Banks are cautioned that the loans and investments which are counted as compliance must not be funded by proceeds from the issuance of debt securities, and/or deposit/lending of other banks that have been counted as compliance with the mandatory credit. Note as well that certain activities may be counted at ten times their outstanding amount, or as otherwise prescribed, for purposes of determining compliance with the mandatory agricultural and fisheries financing requirement if these activities generally benefit agrarian reform beneficiaries under the agrarian reform law and its amendments and extensions, or agrarian reform community, i.e., a barangay or a cluster of barangays primarily composed of and managed by agrarian reform beneficiaries which are organized and willing to undertake the integrated development of an area and/or their organizations/cooperatives.

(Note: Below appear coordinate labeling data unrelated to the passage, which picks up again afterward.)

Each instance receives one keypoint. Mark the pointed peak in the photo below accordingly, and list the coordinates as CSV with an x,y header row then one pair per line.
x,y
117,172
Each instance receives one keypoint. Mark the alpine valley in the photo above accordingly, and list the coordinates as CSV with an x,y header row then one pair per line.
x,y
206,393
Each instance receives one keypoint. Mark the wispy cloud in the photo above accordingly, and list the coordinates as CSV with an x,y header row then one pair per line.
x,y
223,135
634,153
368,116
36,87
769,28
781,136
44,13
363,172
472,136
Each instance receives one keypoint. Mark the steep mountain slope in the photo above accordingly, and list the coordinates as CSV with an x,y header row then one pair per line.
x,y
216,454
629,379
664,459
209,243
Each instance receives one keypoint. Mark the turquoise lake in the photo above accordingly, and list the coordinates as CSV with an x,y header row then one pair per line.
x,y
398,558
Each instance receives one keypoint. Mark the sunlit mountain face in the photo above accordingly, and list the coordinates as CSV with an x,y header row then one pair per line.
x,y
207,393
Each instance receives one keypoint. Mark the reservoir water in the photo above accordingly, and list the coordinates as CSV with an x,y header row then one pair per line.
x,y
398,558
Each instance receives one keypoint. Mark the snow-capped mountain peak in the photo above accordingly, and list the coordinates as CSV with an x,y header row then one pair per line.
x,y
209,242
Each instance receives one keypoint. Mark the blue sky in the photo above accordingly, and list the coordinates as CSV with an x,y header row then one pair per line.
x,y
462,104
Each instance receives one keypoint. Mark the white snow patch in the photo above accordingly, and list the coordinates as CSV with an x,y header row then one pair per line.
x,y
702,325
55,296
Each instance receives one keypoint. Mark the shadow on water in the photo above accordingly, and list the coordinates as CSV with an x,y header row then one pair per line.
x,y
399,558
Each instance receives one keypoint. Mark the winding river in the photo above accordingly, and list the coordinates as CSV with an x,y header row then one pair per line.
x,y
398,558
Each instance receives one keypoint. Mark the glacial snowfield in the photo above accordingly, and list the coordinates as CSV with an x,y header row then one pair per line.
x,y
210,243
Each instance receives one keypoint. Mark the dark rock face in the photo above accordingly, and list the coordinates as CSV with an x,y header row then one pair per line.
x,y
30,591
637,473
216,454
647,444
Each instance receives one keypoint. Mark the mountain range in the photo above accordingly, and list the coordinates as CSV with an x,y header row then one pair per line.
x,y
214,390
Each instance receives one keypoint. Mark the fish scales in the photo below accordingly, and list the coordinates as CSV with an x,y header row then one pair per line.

I mentioned that financial institutions are watching this law and its implementing rules closely, largely because of the hefty penalty that comes with non-compliance. The main regulator for the banking and financial institutions in the country, the Bangko Sentral ng Pilipinas, is empowered to impose administrative sanctions and other penalties on the lending institutions for violation of the New Agri Agra Law. Penalties on noncompliance or under compliance shall be computed at one-half of one (0.05) percent of noncompliance or under compliance, or at rates prescribed by the BSP Monetary Board.
Hence, the higher a bank’s total loanable fund, the greater the probability of paying a higher penalty in case of failure to comply with the 25 percent credit quota.
With so much of the country’s food security and the overall development of rural areas at stake, we hope that the law achieves its laudable objectives to the end and that financial institutions are marshaled to provide much-needed financial support to agricultural industries.